Tutorial - installing the Cowan Fortran program on Mac OS X

I recently became interested in computing X-ray spectras from first principles. A huge challenge.
There are a whole lot of methods to do that, but one of the most popular is based on the Cowan's classic book "The Theory of Atomic Structure and Spectra".
Since the first edition, back in '81, he developped a FORTRAN 77 code that was able to compute, among others, atomic multiplets. The code was enormously developped since then, and the last version by the author is hopefully still available in full on Cormac McGuiness website (here).
I am just starting with it. And the first challenge was to get it installed on mac, and this is what I will try to explain here.

Most of the problems come from the fact that this bundle of programs is very old, and you will run into some dependency issues - luckily, nothing too funny here. As a foreword, you can use MacPorts to grab most of your software packages on-line, but these are not included in.

First, you need a FORTRAN 77 compiler. As mentioned by McGuiness, g77 is no longer available on modern Linux distributions, and gfortran (included in gcc) will not compile the code. However, Gaurav Khanna from UMass Dartmouth is maintaining a set of g77 binaries (here) which are working perfectly so far.

Second, you will need a working LaTeX distribution as the documentation has to be compiled from tex sources. You can port TeXLive, but the (huge) bundle Mactex is user-friendly and well maintained. However, you will need also to use the package latex2html, which is not part of the Mactex packages. Mild Opinion did a mini-tutorial for that, so just follow its instructions - and don't forget to deal with the required dependencies!

Once you've done that, download the full package of Cowan's program on Cormac's website (here).
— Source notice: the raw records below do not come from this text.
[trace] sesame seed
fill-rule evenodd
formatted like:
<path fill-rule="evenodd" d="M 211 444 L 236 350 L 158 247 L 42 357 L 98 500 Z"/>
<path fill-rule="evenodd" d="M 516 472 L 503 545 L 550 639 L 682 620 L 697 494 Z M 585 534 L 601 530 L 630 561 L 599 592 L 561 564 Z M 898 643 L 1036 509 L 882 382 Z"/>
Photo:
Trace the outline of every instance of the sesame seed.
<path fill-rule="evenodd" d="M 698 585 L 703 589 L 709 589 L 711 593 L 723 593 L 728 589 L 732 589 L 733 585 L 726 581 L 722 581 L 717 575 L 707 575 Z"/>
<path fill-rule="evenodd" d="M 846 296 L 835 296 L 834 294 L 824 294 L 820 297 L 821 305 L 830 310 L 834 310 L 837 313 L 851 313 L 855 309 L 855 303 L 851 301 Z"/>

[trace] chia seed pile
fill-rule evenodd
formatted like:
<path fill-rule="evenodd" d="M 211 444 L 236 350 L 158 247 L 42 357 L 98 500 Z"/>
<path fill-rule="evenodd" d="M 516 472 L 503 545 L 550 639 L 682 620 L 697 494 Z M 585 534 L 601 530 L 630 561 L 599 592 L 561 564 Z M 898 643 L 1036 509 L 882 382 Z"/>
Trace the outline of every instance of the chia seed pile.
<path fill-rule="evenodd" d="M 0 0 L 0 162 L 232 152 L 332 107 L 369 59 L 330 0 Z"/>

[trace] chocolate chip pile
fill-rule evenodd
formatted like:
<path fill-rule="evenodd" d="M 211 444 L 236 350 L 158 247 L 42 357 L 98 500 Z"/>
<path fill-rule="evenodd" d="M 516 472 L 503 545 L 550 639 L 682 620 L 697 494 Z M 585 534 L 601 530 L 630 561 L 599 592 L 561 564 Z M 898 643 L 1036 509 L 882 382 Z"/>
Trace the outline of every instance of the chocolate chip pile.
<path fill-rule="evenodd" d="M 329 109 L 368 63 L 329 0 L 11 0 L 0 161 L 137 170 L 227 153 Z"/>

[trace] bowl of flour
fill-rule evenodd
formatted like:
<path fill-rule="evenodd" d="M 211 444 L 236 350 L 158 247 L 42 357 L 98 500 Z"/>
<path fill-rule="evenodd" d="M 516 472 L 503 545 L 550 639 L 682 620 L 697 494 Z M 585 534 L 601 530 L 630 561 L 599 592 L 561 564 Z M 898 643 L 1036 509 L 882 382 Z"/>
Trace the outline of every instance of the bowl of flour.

Then, in a terminal:
- "tar zxvf CowanCode.tgz" and go to the uncompressed repertory
- edit "Makefile": change DISTDIR to where you want the program to be installed.
- go to the Code directory, edit "Makefile": erase the line "FC=ifort" and change DISTDIR
- go to the main directory, "make" and "make install"

The compilation is running fine, including the documentation (I should store the html file online...), but I did not tested the binaries yet.